Een meetcampagne tijdens de Olympische Winterspelen van 2018
Om hun bevindingen kracht bij te zetten, Het team van Berne moet meer gegevens verzamelen. Ze stuurden dit jaar hun MASC terug naar Antarctica voor een nieuwe ronde van gegevensverzameling; het zal dan naar de bergen van Zuid-Korea gaan in 2018 voor de Olympische Winterspelen die zullen plaatsvinden in Pyeongchang. "Hoe meer gegevens we hebben, hoe betrouwbaarder onze berekeningen zullen zijn, ' zegt Bern.

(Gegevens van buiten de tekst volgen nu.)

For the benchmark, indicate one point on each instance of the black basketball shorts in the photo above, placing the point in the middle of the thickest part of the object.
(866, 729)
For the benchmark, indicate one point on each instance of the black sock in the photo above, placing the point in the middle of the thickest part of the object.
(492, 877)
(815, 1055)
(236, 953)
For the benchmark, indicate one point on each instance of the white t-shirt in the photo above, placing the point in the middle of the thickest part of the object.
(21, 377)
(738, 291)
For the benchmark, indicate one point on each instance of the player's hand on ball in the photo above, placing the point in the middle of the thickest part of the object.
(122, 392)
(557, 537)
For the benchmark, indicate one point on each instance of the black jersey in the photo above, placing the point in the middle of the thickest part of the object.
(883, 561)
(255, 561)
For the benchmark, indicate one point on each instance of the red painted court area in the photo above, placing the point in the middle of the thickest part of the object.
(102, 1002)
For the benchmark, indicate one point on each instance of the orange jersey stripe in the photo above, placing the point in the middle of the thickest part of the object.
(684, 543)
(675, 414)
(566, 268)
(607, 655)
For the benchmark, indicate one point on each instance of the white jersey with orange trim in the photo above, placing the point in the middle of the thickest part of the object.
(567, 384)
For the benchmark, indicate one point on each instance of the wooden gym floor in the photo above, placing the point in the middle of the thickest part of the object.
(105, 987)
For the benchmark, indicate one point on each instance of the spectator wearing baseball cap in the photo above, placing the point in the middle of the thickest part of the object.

Dit onderzoeksproject combineert fundamenteel en toegepast onderzoek. Er zijn drie wetenschappers bij betrokken:Alexis Berne en Christophe Praz van EPFL's Environmental Remote Sensing Laboratory en Yves-Alain Roulet van MeteoSwiss (het Federaal Bureau voor Meteorologie en Klimatologie). MeteoSwiss werkt al enkele jaren samen met EPFL om de neerslagschattingen en het numerieke weersvoorspellingsmodel te verbeteren.